Do you allow yourself to reach out to others? Do you let them know when you need some help, support, and/or encouragement? Sometimes we feel the most alone when we’re hiding our needs behind a mask, a facade, of being totally fine, of not needing anyone or anything .
We all have needs. We all have times when we’re struggling, and we could use a helping hand. Our needs are nothing to feel embarrassed about, and hiding them can keep them from being met.
When we allow our struggles to be seen, and when we ask for what we need, we help give others the freedom to also reach out. It might take courage to allow ourselves to be seen in such an honest way, but once we do, it can be very liberating!
Think about not having to maintain a false image. Think about actually getting the assistance and support that you crave. Pretending has a lot of drawbacks, and one pretense can build upon another. Life can get complicated!
If you’re used to living behind a facade, immediately dropping that in its entirety can be pretty scary. It might be easier to do it in small steps. Is there someone you know, who might feel more approachable? You want to reach out to a person who has shown empathy to others.
Reaching out to people who are judgmental, harsh, or uncaring can make you want to jump right back to the shelter of a mask, so choose wisely. Choose someone who is patient, kind, and generous with their time and attention. Once you’ve learned to be more comfortable with opening up to one person, in time you can begin to reach out to others.

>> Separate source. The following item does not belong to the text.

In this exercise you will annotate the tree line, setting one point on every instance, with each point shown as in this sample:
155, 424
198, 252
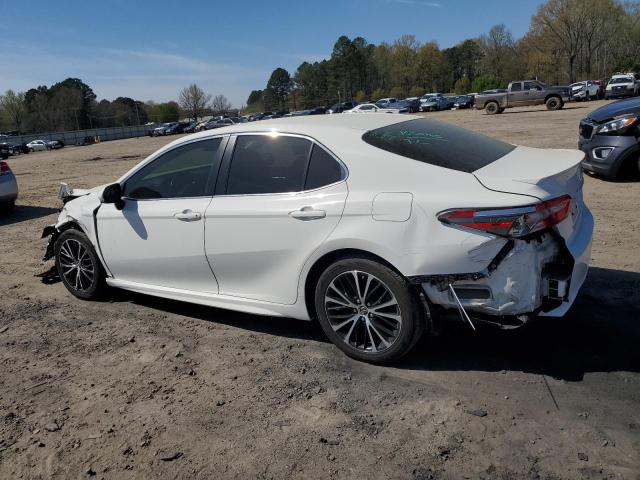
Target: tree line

Please think about the benefit of living your life from a place of honesty and authenticity. If I can help you move forward, just let me know. I promise you that it will be worth whatever effort it takes.
Until next time,
Linda
Thank you for posting this Linda. I think this is a really important issue, especially in the US where many people still feel a stigma about mental heath that can prevent them from getting help that they may need.
I’m glad you felt the post had merit, Lynn. It is so important that we take the stigma away from seeking help for either emotional or mental struggles. When our needs are being met, the quality of our lives goes up.